Sure, it’s easy to crap on the A’s attendance so far in 2018. Those columnists don’t seem to understand the concept of loss leaders. That’s what last night’s 10-2 win over the ChiSox was. It attracted >20% fans who have never been to the Coliseum in its 50 years as a ballpark. Some of those fans may be the next generation of A’s fans, or those whose interest was recently piqued. The process to build a fanbase is a long, slow one, not triggered by one event or game date. The A’s have to earn the fan base’s trust, which will not happen overnight.

10 thoughts on “The A’s fortunes won’t turn on a dime

  1. The stalking horse for a new era…

  2. Great headline to this post, ML.

    It’s great to have you back.

  3. I got brought into the going-to-games-regularly fold by the large percentage of cheap tickets they had in the early 2000’s (I remember in 2001that you could get in for a dollar on Wednesdays, $2 on Mondays, and $4 on other days with a student ID. Nowadays, with $30 parking and a $15 cheapest ticket for a stadium that’s usually 80% empty? Not going to build anything that way.

  4. Agreed. If you can’t even hold on to a minor league team why in the world would MLB take you seriously!? Sacramento is a better option and even that isn’t happening.

  5. Hi ML

    If the laughter is in reaction to Canzano, I agree.

    But if you think there is no shot for Portland to get MLB in the next 7-10 years then I think you are mistaken. I’m not a fan of stealing other teams, so if this effort helps to spur the city of Oakland to get a deal done, that’s a win for Oakland.

    But I do think expansion is on the horizon and if Portland has the stadium details resolved then I think they would be a far more viable west coast candidate than anyone else.

    • @Greg – Frankly, I think that Portland will have to do more than buy some land for a ballpark if they want an expansion team. I’ve always thought that. PDX has been trying to do this “fairly” for Oregon taxpayers and politicians, but when the time comes MLB is going to extract its pound of flesh. You know that.

      • http://www.kgw.com/mobile/article/money/business/we-want-it-to-be-not-only-iconic-but-first-class-mike-barrett-on-baseball-in-portland/283-542935609

        There are video links floating around of the interview but this is the transcript.

        -This group is well connected and well financed; they know what they are doing and they know the long road ahead.

        -PDX has a $150m head start on funding. Personally I think they could tap hotel taxes as well (*maybe*), but it seems like they are prepared to make it work as a mixed use/real estate play.

        -The Blanchard site is fantastic. It has the potential to be PNC Park West, but even better because of year round activity and mixed use potential. Infrastructure is already in place (2 highways, project coming to cap the highway, great views of river/downtown/bridges/West Hills, parking garages, streetcar, light rail)

        -I am cautiously optimistic in the long run (like 7-10 years, after the Oakland and TB stadiums are resolved and an expansion partner like Montreal is ready).

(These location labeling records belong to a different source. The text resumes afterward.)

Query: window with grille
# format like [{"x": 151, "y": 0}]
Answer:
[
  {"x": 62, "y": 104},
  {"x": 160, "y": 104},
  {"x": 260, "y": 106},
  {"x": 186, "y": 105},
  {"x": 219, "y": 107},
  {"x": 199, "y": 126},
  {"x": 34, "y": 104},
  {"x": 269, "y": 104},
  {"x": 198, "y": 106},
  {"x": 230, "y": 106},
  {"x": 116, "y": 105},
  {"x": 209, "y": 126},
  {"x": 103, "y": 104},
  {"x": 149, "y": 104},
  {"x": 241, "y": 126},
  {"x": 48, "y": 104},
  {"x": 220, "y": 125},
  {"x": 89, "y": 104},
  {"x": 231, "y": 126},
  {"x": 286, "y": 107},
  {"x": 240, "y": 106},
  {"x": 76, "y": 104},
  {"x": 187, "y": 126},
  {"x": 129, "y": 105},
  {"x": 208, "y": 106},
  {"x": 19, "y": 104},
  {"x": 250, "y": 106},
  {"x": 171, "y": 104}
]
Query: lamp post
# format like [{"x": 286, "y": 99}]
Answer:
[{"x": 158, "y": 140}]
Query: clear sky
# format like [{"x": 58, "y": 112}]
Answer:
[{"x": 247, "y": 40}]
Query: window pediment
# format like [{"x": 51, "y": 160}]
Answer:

        -A temporary stalking horse might be exactly what the A’s need right now to get a deal in Oakland. I hope it comes together in the East Bay for the A’s, and the only way I want the Portland A’s is if it prevents the Las Vegas A’s from ever happening.

        PS – sorry to hear about your health issues and I hope you continue to heal.

  6. Forgot to mention – I think will take $2 billion to make this happen between expansion fee, stadium cost, and paying off the Mariners broadcast rights.